GESTORE - L’iniziativa è gestita da Zenit Sgr, gestore indipendente con una consolidata nel settore delle small e medium cap italiane e negli investimenti obbligazionari corporate. «Crediamo che la pluralità e le caratteristiche dei soggetti coinvolti, promotori e investitori – spiega Marco Rosati, Amministratore Delegato di Zenit Sgr – possano assicurare solidità, affidabilità, competenza e professionalità e siano la miglior garanzia di una gestione indipendente scevra da conflitti di interesse, esclusivamente finalizzata a ridurre il rischio e massimizzare il rendimento, in uno scenario di tassi sempre più compressi dalle politiche espansive delle autorità monetarie».
ADVISOR - L’advisor del fondo è ADB Analisi dati Borsa, che opera da più di 25 anni nell’ambito della consulenza di investimento e della corporate finance, con forte specializzazione nelle emissioni di minibond. «Siamo entusiasti di essere nuovamente protagonisti di una importante iniziativa di sviluppo per il mercato dei minibond, dalle caratteristiche decisamente innovative – dichiara Gian Enrico Plevna, Amministratore Delegato di ADB. La creazione di un veicolo che abbia filosofia di investimento tipica di un fondo obbligazionario, rappresenta secondo noi un punto di svolta per il futuro di questa nuova asset class».

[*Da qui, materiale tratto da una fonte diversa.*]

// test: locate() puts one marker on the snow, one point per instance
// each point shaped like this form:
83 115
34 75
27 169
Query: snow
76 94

SOTTOSCRITTORE E ORIGINATOR - Al loro fianco la competenza della banca che ha fatto da apripista alla prima emissione di minibond in Italia, la Banca di Cherasco. «Fortemente convinti che il parziale superamento del credit crunch, che attanaglia le imprese dei nostri territori, passi attraverso l'utilizzo di questi nuovi strumenti – spiega Giovanni Bottero, Direttore Generale della Banca di Cherasco – abbiamo messo a disposizione del progetto tutta la nostra esperienza per dare un'ulteriore spinta all'evoluzione di questo nascente mercato, a sostegno reale delle imprese. Si tratta di una vera e propria rivoluzione culturale che vede pieno supporto normativo da parte degli organi governativi. Saremo i primi a sostenere, in qualità di sottoscrittori e originator, lo sviluppo di questa nuova asset class che vedrà pieno compimento attraverso la gestione dedicata di Fondi specializzati come questo».